Nel suo De lingua Latina, Marco Terenzio Varrone fa dire al Dio Fauno che “ogni tipo di saggezza umana è vana”, forse è vero, ma se esistono tradizioni, se alcune strutture rituali e preghiere sono state utilizzate per secoli o addirittura millenni, non è stato per una mancanza di creatività che, con il vostro arrivo ispiratore, è finalmente giunta a noi per rallegrare gli Dei.
Sono argomenti complessi che difficilmente possono essere dominati senza un minimo di studio e applicazione.
D’altra parte, se studiare è importante, a nulla vale se manca la comprensione profonda di ciò che si è letto e interiorizzato: a questo giova la pratica.
Solo poi, dopo tanto studio e tanta esperienza, si avranno gli strumenti per riconoscere quello che è possibile variare in libertà e quello che, invece, vale la pena mantenere. Questo vale per ogni attività umana e, non di meno, vale per la magia e la religiosità pagana.
Non crediamo modifichereste il motore della vostra auto o i componenti del vostro computer se non foste assolutamente certi di tutti i fattori coinvolti: se questo vale per ogni attività umana, non dovrebbe valer a maggior ragione per ciò di cui ci occupiamo qui?
Prudenza, dunque, ma senza eccedere.
Infatti, non è nemmeno possibile pensare di astenersi dalla ritualità fino a che non si senta di aver studiato a sufficienza (esiste una sufficienza?), anzi, un atteggiamento simile potrebbe addirittura pregiudicare la possibilità di proseguire utilmente il proprio cammino.
Prudenza e coraggio, curiosità e rispetto per le vie già tracciate possono sembrare modi di fare che poco si conciliano fra loro, ma sono gli unici alleati che vi troverete accanto e vale la pena farli andare d’accordo.
Tutti abbiamo sbagliato, né mai saremo immuni da errore, quindi cosa fare?
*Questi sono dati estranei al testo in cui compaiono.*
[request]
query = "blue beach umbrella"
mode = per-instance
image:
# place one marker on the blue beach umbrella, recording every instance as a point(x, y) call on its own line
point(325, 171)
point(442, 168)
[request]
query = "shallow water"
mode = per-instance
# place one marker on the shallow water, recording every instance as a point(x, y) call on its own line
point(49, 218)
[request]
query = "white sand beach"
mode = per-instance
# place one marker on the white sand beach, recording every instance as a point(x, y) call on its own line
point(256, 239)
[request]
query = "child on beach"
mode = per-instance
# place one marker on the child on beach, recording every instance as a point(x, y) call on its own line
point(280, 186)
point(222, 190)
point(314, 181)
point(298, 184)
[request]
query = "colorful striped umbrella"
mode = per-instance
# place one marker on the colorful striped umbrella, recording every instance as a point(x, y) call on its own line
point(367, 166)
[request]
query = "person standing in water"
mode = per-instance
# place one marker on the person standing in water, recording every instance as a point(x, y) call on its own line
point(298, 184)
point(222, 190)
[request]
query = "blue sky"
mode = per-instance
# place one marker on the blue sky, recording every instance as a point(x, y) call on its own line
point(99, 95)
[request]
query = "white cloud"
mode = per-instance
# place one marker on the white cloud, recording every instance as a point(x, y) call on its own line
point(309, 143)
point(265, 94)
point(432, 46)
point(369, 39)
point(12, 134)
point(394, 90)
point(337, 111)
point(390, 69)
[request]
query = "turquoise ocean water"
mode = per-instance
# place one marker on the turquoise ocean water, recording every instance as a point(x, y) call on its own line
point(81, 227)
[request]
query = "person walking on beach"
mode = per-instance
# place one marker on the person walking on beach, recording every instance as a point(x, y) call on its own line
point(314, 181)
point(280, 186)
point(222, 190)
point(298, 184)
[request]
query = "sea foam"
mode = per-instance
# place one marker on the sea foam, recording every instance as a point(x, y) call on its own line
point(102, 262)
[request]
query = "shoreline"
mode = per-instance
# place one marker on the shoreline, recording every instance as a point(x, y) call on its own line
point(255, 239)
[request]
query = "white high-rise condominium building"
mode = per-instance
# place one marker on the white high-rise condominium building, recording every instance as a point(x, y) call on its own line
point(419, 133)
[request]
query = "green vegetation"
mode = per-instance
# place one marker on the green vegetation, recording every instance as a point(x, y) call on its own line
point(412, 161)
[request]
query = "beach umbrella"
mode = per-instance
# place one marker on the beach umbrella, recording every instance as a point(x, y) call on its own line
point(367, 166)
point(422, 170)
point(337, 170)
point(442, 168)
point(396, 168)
Sapere, volere, osare, tacere. Questo è un suggerimento dato da diverse tradizioni della stregoneria e, dopo anni di cammino, sentiamo di poterlo sottoscrivere senza esitazioni.
[1] W.F. Otto – per questa citazione si è debitori a Chistopher Gerard
[2] Questa distinzione in fasi è stata già individuata dall’antropolgo Arnold Van Gennep in numerosi riti di passaggio e, trovandovi i dati della nostra esperienza, la riprendiamo potendo confermarla dal punto di vista pratico prima ancora che antropologico.
[3] Solitamente nella parte di transizione.
[4] Purtroppo ci capita spesso di ricordare con amarezza un passo di Michel Leiris nel suo Le ruban au cour d’Olympia, dove scriveva: «L’uomo moderno (…) cerca di fondare la propria ricchezza su quanto il mondo gli dispensa fra alti e bassi. Superficialità, senza dubbio, e pertanto criticabile, ma quanto preferibile alla falsa profondità dell’apparente comprensione globale fornita da una credenza zoppicante».